Wounded Knee Massacre
1890 CE
The Wounded Knee Massacre (also called the Battle of Wounded Knee) is a domestic massacre of several hundred Lakota people, mostly women and children, by soldiers of the United States Army.
It occurs on December 29, 1890, near Wounded Knee Creek (Lakota: Čhaŋkpé Ópi Wakpála) on the Lakota Pine Ridge Indian Reservation in the U.S. state of South Dakota, following a botched attempt to disarm the Lakota camp.
The previous day, a detachment of the U.S. 7th Cavalry Regiment commanded by Major Samuel M. Whitside intercepts Spotted Elk's band of Miniconjou Lakota and thirty-eight Hunkpapa Lakota near Porcupine Butte and escorts them five miles (eight kilometers) westward to Wounded Knee Creek, where they make camp.

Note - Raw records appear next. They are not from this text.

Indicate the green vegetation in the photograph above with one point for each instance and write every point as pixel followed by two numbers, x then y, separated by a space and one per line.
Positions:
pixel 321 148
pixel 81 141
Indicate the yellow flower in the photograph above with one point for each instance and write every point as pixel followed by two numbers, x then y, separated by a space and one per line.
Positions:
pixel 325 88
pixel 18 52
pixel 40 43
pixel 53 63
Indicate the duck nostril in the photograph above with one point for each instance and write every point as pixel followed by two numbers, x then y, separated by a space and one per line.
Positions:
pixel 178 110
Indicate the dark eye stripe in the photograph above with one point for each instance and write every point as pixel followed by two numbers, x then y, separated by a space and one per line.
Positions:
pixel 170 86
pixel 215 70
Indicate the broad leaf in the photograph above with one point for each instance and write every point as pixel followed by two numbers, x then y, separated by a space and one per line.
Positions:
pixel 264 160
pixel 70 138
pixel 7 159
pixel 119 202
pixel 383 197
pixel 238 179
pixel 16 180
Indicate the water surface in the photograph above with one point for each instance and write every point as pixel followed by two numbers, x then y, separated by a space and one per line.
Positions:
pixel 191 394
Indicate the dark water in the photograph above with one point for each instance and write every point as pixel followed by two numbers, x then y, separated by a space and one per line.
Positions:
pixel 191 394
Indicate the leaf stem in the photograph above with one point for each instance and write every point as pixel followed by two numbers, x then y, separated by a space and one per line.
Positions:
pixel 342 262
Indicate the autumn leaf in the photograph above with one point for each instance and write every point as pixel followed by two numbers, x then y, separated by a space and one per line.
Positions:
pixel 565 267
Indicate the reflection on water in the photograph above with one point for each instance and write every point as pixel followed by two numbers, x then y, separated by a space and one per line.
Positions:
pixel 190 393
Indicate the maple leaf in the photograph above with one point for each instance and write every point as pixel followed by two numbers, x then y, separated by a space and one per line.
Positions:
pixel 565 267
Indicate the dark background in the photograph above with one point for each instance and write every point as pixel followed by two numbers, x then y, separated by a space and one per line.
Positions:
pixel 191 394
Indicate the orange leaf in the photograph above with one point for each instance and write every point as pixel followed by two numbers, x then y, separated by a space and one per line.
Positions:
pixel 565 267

The remainder of the 7th Cavalry Regiment, led by Colonel James W. Forsyth, arrive and surround the encampment.
The regiment is supported by a battery of four Hotchkiss mountain guns.
On the morning of December 29, the U.S. Cavalry troops go into the camp to disarm the Lakota.
One version of events claims that during the process of disarming the Lakota, a deaf tribesman named Black Coyote was reluctant to give up his rifle, claiming he had paid a lot for it.
Simultaneously, an old man is performing a ritual called the Ghost Dance.
Black Coyote's rifle goes off at this point, and the U.S. army begins shooting at the natives.
The Lakota warriors fight back, but many have already been stripped of their guns and disarmed.
By the time the massacre is over, between two hundred and fifty and three hundred men, women, and children of the Lakota have been killed and fifty-one are wounded (four men and forty-seven women and children, some of whom die later); some estimates place the number of dead at three hundred.
Twenty-five soldiers also die, and thirty-nine are wounded (six of the wounded later die).
Twenty soldiers are awarded the Medal of Honor.
In 2001, the National Congress of American Indians will pass two resolutions condemning the military awards and call on the U.S. government to rescind them.
The Wounded Knee Battlefield, site of the massacre, will be designated a National Historic Landmark by the U.S. Department of the Interior.
In 1990, both houses of the U.S. Congress will pass a resolution on the historical centennial formally expressing "deep regret" for the massacre.